For those of you that know me well, you know I am a very technically oriented guy. You know that I will not rest until I’ve opened every piece of gear in a studio to see what makes it tick or if I can improve it or modify it.


One area that always intrigued me has been videogames. I grew up in the 90s, where the Nintendo SNES, the Mega Drive 32, Sega Saturn and PlayStation made their mark. I’ve abandoned gaming due to time constraints but recently I’ve made a point to catch up on the current game generation.

Games have evolved from a square, pixilized interactive media that had little or no content to a media that can deliver – in my honest opinion – better and more intense stories than the moving pictures ever could. One reason is because the player becomes part of the story – even for linear games. The other is because a developer has more than 10 hours to convey a story, develop characters and show you a different universe. Fallout can take you on adventures through the capital wasteland that can amount to over 100h. Skyrim beats Fallout for a few hundred more hours of exploration and questing.


Even the Blockbuster-type games will leave you hanging on the edge of your sofa for 10-15h. Uncharted 3 can get your blood pumping better than any modern day blockbuster movie, and Tomb Raider (2013) really made you feel like you were learning how to “toughen up” and become an hero.


I’ve recently joined Berklee Online for their course on Video Games, where I’ve been learning Unity3D, more specifically, Unity3D audio engine, scripting and how to prepare media for deployment in videogames. It’s been an interesting journey adapting my knowledge of computer science and Python and use it to create scripts for Unity3D in Javascript. From simple audio managers that can manage interactive music arrangement, or trigger SFX. I’ve become so intrigued that I have picked up books on Artificial Intelligence scripting using C# and Unity.

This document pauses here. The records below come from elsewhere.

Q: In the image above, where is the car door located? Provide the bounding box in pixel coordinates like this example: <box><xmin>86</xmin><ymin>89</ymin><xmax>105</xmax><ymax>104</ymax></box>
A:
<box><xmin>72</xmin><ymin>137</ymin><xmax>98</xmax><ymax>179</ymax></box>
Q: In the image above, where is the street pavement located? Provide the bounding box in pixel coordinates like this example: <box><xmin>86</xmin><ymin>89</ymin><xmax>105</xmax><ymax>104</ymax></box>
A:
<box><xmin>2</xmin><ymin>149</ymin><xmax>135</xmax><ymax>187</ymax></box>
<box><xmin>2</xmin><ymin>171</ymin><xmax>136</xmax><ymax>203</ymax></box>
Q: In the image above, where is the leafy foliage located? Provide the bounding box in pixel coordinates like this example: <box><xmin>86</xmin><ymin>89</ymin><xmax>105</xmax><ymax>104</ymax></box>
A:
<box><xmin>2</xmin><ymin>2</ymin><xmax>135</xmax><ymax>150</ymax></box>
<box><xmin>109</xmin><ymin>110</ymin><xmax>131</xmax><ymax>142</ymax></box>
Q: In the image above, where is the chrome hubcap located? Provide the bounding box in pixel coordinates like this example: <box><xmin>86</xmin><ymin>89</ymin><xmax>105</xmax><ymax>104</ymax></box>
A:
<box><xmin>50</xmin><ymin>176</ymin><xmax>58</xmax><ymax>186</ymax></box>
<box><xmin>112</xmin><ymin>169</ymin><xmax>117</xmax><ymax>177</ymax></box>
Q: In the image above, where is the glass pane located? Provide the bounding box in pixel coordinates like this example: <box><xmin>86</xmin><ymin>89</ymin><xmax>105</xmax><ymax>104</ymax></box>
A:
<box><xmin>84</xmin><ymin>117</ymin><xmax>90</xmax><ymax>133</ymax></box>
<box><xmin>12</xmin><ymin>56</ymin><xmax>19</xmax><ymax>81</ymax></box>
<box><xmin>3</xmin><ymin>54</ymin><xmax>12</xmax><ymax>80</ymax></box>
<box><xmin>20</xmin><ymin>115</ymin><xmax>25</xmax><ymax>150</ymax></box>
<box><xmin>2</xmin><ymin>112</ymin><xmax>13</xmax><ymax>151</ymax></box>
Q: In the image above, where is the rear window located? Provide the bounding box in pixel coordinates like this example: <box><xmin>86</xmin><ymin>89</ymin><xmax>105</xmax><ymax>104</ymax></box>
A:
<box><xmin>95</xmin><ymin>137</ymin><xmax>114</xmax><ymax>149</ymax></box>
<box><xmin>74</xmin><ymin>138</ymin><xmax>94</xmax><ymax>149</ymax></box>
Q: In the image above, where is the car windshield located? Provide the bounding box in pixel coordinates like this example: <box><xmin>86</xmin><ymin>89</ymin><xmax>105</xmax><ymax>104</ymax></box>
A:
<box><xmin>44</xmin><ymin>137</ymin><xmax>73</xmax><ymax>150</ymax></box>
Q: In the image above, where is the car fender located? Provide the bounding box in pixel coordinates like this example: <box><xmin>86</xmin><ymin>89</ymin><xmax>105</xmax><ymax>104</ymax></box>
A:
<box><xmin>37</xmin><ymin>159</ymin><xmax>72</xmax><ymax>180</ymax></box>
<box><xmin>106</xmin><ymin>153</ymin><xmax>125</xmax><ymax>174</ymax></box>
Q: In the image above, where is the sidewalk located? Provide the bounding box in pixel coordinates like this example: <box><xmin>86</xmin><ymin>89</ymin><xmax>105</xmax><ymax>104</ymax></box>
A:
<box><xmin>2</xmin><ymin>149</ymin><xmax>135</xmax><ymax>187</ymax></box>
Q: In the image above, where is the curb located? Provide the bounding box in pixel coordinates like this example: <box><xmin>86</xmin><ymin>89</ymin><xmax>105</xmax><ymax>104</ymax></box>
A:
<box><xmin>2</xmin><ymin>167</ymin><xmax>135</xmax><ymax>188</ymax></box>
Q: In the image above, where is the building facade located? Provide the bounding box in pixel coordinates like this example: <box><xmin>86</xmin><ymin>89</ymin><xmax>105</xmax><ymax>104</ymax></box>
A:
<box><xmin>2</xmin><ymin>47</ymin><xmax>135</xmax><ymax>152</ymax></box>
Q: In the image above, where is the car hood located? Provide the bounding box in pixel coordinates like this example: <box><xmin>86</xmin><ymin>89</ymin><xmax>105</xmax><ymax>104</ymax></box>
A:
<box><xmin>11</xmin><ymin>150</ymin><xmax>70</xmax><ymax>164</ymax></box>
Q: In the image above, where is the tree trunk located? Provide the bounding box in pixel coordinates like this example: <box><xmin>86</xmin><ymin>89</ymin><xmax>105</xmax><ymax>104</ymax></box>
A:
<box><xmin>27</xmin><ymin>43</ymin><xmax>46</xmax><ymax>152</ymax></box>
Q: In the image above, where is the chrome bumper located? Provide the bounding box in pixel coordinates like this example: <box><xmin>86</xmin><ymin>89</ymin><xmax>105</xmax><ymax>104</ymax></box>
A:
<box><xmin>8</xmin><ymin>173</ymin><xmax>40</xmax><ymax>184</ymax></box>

I’ve been lucky enough to have been guided on this adventure by Gina Zdanowicz, the owner of Serial Labs – which specialises in sound design and music for games, post production etc. She was credited on Take2 games such as Bioshock2 and X-Com: Declassified.


I think it’s fair to abandon the “videogame” name. Games have become alive, from the big television in shiny HD to your phone and portable devices. I think that 2013 proved that this platform can easily surpass other mediums when it comes to storytelling, entertainment and replayability – giving the general public more bang for the buck. Unfortunately for many, the “videogame” still brings the memory of time-wasters such as pong, tetris or the money-eating arcades. The industry deserve a new, catchy name for what’s being done here. I believe games are here to stay and might even become a favourite medium of entertainment for the general public.